What’s happening in China “eerily resembles what happened during the financial crisis in the U.S. in 2007-08, which was similarly fuelled by credit growth,” Soros said. “Most of the money that banks are supplying is needed to keep bad debts and loss-making enterprises alive.”
Soros, who built a US$24-billion fortune through savvy wagers on markets, has recently been involved in a war of words with the Chinese government. He said at the World Economic Forum in Davos in January that he’s been betting against Asian currencies because a hard landing in China is “practically unavoidable.” China’s staterun Xinhua News Agency rebutted his assertion in an editorial, saying that he has made the same prediction several times in the past.
Soros said China’s banking system has more loans than deposits and has “troubles on the assets side but also increasingly troubles on the liabilities side.”
“Other banks have to lend to each other and that’s an additional source of uncertainty and instability,” he said.
China’s economy gathered pace in March as the surge in new credit helped the property sector rebound. Housing values in first-tier cities have soared, with new-home prices in Shenzhen rising 62 per cent in a year. While China’s real estate is in a bubble, it may be able to “feed itself for some time,” similar to the U.S. in 2005 and 2006, Soros said.
Andrew Colquhoun, the head of Asia Pacific sovereigns at Fitch Ratings, is also concerned about China’s resurgence in borrowing. Eventually, the very thing that has been driving the economic recovery could end up derailing it, because China is adding to a debt burden that’s already unsustainable, he said in an interview in New York. Fitch rates the nation’s sovereign debt at A+, the fifth-highest grade and a step lower than Standard & Poor’s and Moody’s Investors Service, which both cut their outlooks on China since March.

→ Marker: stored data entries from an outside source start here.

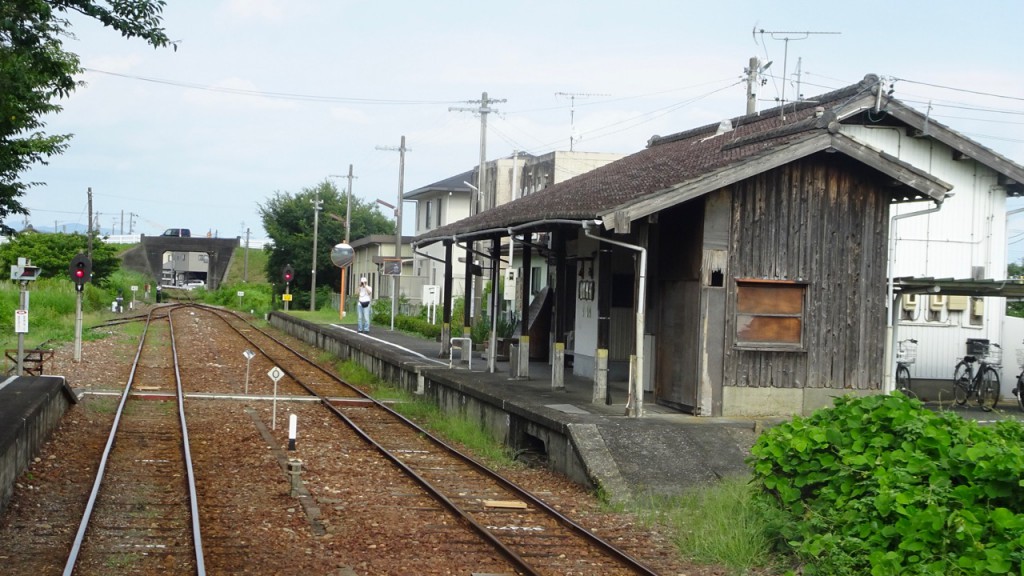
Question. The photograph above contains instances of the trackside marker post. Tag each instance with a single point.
(293, 422)
(249, 356)
(275, 374)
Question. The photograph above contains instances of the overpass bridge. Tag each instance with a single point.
(147, 257)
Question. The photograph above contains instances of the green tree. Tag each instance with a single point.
(52, 253)
(1015, 307)
(288, 219)
(36, 71)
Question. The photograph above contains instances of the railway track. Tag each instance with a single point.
(532, 537)
(141, 516)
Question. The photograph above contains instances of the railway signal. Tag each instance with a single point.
(81, 271)
(288, 274)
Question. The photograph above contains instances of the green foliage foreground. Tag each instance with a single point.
(880, 485)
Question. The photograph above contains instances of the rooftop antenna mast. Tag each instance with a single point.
(785, 37)
(572, 96)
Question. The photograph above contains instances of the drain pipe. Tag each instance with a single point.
(635, 405)
(893, 326)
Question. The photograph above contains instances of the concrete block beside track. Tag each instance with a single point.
(31, 408)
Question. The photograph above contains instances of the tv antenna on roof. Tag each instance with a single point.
(785, 37)
(572, 96)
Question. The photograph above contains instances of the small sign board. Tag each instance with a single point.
(431, 294)
(342, 254)
(20, 322)
(511, 279)
(275, 374)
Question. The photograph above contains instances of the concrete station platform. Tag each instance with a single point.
(31, 407)
(660, 454)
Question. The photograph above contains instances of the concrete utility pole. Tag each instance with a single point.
(312, 285)
(88, 251)
(348, 236)
(474, 208)
(245, 260)
(397, 215)
(572, 96)
(754, 71)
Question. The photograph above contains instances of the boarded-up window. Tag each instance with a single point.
(770, 314)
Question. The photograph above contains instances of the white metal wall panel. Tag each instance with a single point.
(967, 235)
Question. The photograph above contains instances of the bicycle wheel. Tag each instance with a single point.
(903, 380)
(988, 391)
(962, 382)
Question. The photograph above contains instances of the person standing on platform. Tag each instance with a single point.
(366, 297)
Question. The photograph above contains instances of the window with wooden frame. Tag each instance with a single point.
(770, 314)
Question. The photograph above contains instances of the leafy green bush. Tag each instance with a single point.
(880, 485)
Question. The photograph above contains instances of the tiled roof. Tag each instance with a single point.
(671, 161)
(453, 183)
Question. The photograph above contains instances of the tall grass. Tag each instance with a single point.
(721, 524)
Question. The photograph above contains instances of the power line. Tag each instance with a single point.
(266, 94)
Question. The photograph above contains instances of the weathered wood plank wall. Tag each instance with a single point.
(822, 220)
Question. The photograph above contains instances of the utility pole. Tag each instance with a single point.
(312, 283)
(754, 71)
(397, 215)
(89, 234)
(245, 260)
(483, 109)
(785, 37)
(572, 96)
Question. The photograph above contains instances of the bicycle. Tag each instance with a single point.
(985, 382)
(906, 354)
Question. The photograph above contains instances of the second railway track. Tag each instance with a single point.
(141, 515)
(531, 536)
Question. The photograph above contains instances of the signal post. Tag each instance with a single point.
(288, 274)
(81, 272)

“Whether we call it stabilization or not, I am not sure,” Colquhoun said in an interview.
Not everyone agrees. Concern about China’s debt levels posing a systemic risk is overblown, and policy easing so far has not exacerbated overcapacity, HSBC Holdings Plc economists led by Qu Hongbin wrote in a note Thursday.
The Hungarian-born investor, who began his career in New York in the 1950s, saw his hedge fund posted average annual gains of about 20 per cent from 1969 to 2011.
Capital outflows from China are a growing phenomenon driven by the nation’s anti-corruption campaign, Soros said. While China’s reserves swelled by US$10.3 billion in March to US$3.21 trillion, they’re down by US$517 billion from a year earlier.